The rapid growth of a successful Thames River sculling club has spurred the long-awaited launch of a study aimed at fixing traffic problems on riverside pathways.

After years of lobbying, Dukes Meadows Trust has succeeded in getting a transport and access study of the public park in Chiswick Riverside.

A fortnight ago, a bid by Tideway Scullers to erect a much-needed second boathouse was put on hold by Chiswick area planning committee after members realised access issues needed to be resolved first.

Tideway Scullers, Britain's leading sculling club, needs the new building because the club's existing boathouse is simply not big enough and a number of boats are currently stacked under Chiswick Bridge.

Congestion causes frustration for pedestrians and cyclists using the park's riverside paths and parking is also a problem.

Paul Davis, a trustee of Dukes Meadows Trust, said the access study is needed so improvements can be made to the layout of the park which is heavily used by sport and leisure groups and the public.
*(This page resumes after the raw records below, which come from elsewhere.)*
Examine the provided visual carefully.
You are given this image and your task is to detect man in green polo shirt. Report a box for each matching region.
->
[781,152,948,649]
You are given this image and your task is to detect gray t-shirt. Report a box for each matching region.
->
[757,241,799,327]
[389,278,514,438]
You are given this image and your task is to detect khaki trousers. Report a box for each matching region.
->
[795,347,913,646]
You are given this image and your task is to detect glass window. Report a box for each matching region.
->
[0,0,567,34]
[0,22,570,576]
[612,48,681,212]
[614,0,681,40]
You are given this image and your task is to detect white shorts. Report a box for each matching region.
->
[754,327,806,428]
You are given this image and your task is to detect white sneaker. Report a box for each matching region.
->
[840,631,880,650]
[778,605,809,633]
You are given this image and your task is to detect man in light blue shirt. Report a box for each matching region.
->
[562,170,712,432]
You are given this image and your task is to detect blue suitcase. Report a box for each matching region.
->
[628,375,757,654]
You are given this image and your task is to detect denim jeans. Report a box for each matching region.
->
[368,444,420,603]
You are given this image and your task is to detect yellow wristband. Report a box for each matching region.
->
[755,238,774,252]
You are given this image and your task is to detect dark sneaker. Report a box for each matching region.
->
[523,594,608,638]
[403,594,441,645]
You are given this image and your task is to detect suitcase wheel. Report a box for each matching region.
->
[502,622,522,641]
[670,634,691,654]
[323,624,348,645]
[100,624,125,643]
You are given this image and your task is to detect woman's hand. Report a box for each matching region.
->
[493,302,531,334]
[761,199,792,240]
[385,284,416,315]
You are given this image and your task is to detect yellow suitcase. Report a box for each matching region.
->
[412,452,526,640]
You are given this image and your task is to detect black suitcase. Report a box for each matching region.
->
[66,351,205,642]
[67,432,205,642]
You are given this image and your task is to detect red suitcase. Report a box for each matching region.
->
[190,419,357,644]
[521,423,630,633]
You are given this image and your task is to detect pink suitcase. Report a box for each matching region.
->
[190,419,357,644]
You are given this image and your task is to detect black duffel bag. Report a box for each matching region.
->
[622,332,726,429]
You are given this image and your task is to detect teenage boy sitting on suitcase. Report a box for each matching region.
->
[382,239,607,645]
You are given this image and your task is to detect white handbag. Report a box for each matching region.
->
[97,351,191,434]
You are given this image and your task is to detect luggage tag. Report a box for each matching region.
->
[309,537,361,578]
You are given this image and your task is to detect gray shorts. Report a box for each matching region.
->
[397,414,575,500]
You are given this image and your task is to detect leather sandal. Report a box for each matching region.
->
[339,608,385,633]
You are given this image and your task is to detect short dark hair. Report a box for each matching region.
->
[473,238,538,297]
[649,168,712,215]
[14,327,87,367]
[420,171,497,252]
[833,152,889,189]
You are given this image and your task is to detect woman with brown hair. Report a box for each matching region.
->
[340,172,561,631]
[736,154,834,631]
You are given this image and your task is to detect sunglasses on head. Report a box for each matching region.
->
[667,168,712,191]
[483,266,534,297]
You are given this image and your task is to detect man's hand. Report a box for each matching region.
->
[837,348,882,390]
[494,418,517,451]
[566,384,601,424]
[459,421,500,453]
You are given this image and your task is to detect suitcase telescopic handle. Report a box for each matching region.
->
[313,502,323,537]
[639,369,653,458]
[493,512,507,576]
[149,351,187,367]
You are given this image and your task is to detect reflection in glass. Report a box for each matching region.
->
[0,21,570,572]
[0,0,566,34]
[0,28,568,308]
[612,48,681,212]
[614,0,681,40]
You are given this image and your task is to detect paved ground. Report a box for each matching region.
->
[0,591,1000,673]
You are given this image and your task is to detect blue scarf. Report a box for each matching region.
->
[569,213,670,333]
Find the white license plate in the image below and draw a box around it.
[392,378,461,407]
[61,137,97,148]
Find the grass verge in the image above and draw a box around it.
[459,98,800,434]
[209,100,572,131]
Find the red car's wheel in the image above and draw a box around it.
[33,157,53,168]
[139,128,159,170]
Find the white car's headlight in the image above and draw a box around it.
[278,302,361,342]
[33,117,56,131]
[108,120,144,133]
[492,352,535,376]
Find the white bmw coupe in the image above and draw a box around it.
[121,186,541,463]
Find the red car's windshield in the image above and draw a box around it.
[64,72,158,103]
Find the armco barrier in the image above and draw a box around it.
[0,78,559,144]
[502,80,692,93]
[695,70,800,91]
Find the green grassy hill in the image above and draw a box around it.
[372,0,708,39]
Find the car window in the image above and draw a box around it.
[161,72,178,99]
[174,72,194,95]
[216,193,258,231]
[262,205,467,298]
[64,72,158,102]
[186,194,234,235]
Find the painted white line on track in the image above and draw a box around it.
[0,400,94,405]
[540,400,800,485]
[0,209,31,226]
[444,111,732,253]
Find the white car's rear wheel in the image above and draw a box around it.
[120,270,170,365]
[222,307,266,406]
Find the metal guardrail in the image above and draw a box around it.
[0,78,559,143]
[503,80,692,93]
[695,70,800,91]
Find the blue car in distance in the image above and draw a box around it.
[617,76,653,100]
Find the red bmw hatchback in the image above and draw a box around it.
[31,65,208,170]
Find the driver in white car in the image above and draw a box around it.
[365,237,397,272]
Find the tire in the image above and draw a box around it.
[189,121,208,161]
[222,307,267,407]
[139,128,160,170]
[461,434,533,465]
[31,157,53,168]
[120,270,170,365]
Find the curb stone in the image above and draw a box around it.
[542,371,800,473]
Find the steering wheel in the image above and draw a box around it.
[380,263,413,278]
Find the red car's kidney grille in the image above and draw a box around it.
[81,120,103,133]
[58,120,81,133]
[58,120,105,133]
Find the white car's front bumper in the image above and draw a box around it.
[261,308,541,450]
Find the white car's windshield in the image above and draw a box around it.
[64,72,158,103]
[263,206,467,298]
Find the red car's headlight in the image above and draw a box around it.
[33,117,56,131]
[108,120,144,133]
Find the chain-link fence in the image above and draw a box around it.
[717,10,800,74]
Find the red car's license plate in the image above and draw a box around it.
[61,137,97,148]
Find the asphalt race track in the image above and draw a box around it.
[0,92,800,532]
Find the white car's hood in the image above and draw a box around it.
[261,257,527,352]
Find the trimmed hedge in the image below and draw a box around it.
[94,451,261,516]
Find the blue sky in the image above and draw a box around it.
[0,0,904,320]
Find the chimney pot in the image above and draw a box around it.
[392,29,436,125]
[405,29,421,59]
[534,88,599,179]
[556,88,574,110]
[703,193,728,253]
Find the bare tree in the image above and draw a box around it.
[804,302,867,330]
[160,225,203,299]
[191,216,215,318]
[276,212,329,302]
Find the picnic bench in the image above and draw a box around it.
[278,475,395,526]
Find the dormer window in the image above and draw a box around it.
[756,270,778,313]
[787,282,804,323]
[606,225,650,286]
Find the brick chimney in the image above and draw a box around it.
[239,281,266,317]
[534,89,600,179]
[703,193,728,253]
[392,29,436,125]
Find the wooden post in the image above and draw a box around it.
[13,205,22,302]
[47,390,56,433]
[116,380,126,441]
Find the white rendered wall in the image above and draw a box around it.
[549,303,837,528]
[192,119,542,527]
He said: "Tideway Scullers, albeit unwittingly, causes access problems for other users of the meadows, particularly on the section of Thames path that runs near the boat house.

"The cars and trailers that are frequently parked across the recently laid path make it difficult to use and impossible for anyone in a mobility scooter."

Dukes Meadows was established as a park nearly 90 years ago. In spite of rises in traffic over the decades, changes have never been made to the basic layout of roads and junctions.

The study will be carried out by consultants Peter Brett Associates. There will be a public consultation meeting on Wednesday, February 13, at 7pm at Dukes Meadows Community Centre (located at the far end of Alexandra Gardens).